Menos de dois anos depois, o casal resolveu morar junto e a sogra, que não conhecia Camila pessoalmente, a convidou para morar em sua casa, em Brasília. “Quando eu vim, uma tia falou que eu estava louca, iria comer o pão que o diabo amassou morando com a minha sogra. Nós sequer discutimos alguma vez”.
Os laços das duas ficaram ainda mais intensos há dois anos, quando a mãe de Camila faleceu. “Quando soube da notícia, ela me abraçou e disse: ‘minha filha, vai dar tudo certo. Eu estou com você'”, lembra. Claudia acompanhou a nora durante todo o processo do funeral, na Paraíba. No voo de volta para Brasília, a sogra disse saber que não substituiria a mãe de Camila, mas, a partir daquele momento, cuidaria dela como uma filha enviada de coração por Deus.
Camila e Gabriel chegaram a romper o relacionamento por um período, mas as duas continuaram a se comunicar e se encontrar. “Quando perdi meu emprego, ela foi a primeira pessoa que eu pensei em contar. Ela saiu do trabalho correndo para me acalmar. Coisa que só mãe faz”, lembra.
“Quando um filho casa, a gente ganha uma filha”
A revisora de textos Carolina Cruz, 33 anos, também tem boas histórias para contar. Há um ano se relacionando com Flávio Felipe Mendes, 32, ela recebe ligações da sogra Rosângela Ferreira, 52, quando não aparece na casa da família para o tradicional almoço de domingo. “Eu tive muita sorte. Acredito muito nessa relação de amizade. É como se fosse mais uma mãe que você ganha”.
A admiração é mútua. “A Carol é muito pé no chão, muito madura. Eu sempre pedi a Deus para meus filhos encontrarem mulheres que quisessem constituir família”, pontua a enfermeira. A ideia de vê-los saindo de casa não a assusta pois, segundo ela, isso é reflexo da criação.
“Eu aprendi que, quando um filho homem casa, a gente ganha uma filha, e quando um filha casa, a gente ganha um filho. Eu sempre quis ter uma família grande”, explica.
A psicóloga dá algumas dicas para lidar com conflitos familiares:
1 – Casal unido jamais será vencido: marido e esposa precisam pensar juntos em soluções para resolver os conflitos com a família de origem, seja com a sogra, sogro ou cunhados;
2 – Fale dos seus sentimentos: se você está passando por algum problema com a sogra, deve falar abertamente com seu parceiro. A psicóloga aconselha que seja dito como você se sente, sem atacar a pessoa. Exemplos: “eu me sinto chateada quando sua mãe diz isso ou faz aquilo”. Lembre-se: mãe é mãe. E se fosse a sua?

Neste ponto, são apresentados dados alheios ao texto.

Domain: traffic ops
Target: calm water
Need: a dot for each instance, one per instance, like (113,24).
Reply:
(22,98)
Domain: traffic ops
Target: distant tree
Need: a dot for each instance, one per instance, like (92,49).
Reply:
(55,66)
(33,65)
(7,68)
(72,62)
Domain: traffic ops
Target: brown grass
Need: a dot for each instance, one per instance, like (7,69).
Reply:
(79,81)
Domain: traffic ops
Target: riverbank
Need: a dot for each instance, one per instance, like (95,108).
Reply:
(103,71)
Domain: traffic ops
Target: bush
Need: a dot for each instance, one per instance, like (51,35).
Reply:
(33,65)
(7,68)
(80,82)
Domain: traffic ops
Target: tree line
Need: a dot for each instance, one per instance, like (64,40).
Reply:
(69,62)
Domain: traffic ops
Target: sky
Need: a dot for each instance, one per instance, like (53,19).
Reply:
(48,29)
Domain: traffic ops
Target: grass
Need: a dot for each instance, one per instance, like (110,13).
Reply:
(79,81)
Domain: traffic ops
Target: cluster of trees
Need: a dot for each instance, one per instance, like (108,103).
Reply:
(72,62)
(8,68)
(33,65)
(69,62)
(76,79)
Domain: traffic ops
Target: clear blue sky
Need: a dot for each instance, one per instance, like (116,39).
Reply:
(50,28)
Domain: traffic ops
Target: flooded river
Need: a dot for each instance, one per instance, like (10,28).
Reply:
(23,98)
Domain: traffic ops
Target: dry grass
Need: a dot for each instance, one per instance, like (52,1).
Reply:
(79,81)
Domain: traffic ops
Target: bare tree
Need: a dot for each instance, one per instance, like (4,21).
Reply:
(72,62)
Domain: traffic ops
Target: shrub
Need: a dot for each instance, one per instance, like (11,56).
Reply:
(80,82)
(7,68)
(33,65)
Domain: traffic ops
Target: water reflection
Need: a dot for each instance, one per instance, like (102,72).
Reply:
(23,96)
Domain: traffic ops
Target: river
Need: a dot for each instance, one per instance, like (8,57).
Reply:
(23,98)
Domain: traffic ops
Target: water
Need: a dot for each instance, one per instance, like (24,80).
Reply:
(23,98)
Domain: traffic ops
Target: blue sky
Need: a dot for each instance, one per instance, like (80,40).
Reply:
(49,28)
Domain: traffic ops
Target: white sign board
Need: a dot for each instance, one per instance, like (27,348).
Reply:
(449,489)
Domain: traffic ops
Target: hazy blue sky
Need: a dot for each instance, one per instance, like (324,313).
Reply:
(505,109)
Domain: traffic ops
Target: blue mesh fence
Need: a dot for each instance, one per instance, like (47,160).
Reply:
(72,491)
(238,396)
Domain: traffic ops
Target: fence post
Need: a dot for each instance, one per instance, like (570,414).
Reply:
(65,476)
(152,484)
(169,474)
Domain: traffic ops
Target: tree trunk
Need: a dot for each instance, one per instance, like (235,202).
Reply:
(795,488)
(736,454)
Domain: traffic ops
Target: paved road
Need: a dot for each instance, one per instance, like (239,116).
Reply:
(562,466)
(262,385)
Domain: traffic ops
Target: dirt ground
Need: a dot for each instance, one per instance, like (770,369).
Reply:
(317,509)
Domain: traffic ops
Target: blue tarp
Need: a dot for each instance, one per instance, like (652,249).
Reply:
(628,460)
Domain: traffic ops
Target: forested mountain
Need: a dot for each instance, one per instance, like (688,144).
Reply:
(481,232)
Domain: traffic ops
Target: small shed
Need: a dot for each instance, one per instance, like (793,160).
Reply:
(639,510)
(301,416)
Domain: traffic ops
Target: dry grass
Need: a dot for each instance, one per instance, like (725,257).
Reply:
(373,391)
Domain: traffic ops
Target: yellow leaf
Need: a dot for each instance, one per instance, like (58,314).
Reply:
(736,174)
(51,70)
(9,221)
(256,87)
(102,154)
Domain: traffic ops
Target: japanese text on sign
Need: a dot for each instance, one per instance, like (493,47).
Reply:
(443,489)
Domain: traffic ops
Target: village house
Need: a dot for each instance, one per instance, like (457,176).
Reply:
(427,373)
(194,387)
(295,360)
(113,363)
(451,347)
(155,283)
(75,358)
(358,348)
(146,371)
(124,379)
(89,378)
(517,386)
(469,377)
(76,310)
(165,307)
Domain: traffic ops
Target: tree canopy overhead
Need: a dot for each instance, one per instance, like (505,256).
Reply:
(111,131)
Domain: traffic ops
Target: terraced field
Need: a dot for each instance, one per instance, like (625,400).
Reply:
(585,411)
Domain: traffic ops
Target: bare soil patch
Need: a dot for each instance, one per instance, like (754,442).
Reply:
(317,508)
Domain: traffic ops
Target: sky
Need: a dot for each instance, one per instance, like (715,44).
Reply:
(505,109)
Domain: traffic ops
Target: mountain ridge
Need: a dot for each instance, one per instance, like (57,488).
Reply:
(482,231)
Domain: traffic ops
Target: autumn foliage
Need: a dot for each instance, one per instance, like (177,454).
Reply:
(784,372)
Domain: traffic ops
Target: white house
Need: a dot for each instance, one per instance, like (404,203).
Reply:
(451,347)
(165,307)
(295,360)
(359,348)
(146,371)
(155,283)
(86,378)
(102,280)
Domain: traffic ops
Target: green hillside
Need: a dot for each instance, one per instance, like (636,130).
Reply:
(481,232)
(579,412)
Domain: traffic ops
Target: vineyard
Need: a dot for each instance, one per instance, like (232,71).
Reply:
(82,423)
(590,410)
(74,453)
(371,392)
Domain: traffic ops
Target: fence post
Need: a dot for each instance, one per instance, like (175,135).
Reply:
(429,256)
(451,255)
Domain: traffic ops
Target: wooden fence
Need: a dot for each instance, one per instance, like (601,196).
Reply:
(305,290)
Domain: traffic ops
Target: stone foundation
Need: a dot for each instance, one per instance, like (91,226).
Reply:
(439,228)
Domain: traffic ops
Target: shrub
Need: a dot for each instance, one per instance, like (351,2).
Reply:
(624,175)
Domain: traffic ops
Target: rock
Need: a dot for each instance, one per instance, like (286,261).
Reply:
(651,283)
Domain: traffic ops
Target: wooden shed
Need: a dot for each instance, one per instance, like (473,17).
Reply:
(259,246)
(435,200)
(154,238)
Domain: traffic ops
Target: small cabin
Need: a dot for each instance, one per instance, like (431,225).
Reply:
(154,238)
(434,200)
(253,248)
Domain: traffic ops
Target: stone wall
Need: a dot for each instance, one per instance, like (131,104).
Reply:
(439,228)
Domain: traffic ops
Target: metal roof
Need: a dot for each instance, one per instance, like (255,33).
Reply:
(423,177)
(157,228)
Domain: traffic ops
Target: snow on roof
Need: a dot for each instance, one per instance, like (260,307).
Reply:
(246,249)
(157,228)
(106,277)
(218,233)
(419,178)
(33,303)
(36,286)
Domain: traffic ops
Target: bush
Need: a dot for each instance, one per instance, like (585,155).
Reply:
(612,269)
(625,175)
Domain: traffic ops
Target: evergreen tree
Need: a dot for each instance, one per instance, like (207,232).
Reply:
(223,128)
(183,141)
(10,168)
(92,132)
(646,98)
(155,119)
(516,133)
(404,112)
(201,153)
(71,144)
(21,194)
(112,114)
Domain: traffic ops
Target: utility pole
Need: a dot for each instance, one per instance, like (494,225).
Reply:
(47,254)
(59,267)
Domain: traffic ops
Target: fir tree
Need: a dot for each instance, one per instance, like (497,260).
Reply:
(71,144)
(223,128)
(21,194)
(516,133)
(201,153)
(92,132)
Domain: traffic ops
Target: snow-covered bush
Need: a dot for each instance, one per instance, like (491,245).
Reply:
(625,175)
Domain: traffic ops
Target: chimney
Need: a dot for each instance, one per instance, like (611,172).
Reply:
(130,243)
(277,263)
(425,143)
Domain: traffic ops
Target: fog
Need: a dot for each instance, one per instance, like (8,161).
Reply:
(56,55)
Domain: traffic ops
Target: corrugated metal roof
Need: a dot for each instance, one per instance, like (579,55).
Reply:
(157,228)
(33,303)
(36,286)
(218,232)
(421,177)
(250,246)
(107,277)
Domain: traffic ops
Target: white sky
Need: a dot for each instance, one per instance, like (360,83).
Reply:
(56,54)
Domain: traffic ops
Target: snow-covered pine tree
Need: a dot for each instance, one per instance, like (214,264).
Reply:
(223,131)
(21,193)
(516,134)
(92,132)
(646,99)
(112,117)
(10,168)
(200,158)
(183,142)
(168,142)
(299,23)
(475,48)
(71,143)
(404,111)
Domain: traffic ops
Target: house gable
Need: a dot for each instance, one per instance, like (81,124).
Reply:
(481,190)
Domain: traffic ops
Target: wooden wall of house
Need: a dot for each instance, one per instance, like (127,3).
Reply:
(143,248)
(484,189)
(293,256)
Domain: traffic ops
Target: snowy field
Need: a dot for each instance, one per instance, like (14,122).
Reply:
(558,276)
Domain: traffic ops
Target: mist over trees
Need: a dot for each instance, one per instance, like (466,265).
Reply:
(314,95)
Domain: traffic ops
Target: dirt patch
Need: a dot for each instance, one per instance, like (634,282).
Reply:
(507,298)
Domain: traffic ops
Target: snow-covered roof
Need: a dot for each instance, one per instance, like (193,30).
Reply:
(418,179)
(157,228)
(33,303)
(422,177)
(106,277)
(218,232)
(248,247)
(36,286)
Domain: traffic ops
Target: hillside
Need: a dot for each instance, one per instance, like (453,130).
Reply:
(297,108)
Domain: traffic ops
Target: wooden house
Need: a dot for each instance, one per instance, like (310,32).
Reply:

Você iria gostar de ouvir críticas sobre ela?
3 – Entenda as diferenças: O casamento envolve a união de duas pessoas criadas sob diferentes valores e cultura. O que é normal em uma família, pode não ser para a outra. O matrimônio é a construção de uma dinâmica diferente, com uma nova identidade e valores;
4 – Traga o bom, deixe o ruim: Todos nós trazemos para os relacionamentos afetivos a bagagem familiar. Identifique o que pode ser benéfico para seu novo lar, e ajudar a fortalecer a união. Avalie o que não foi tão bom assim e procure evitar repetir esses padrões;
5 – Estabeleça limites: Deixe claro para as famílias de origem quais são os limites da interferência aceitos pelo casal;
6 – Pense nas crianças: Caso você tenha filhos, procure não privá-los da convivência com os avós, tios, tias, primos e primas. Isso é muito importante na construção da identidade da criança, da personalidade e da história da família;
7 – Nem tudo tem solução: Por fim, há problemas que simplesmente não podem ser resolvidos. Aceite e procure conviver da melhor forma possível com isso.
* Os nomes reais foram substituídos por fictícios para preservar as identidades das entrevistadas.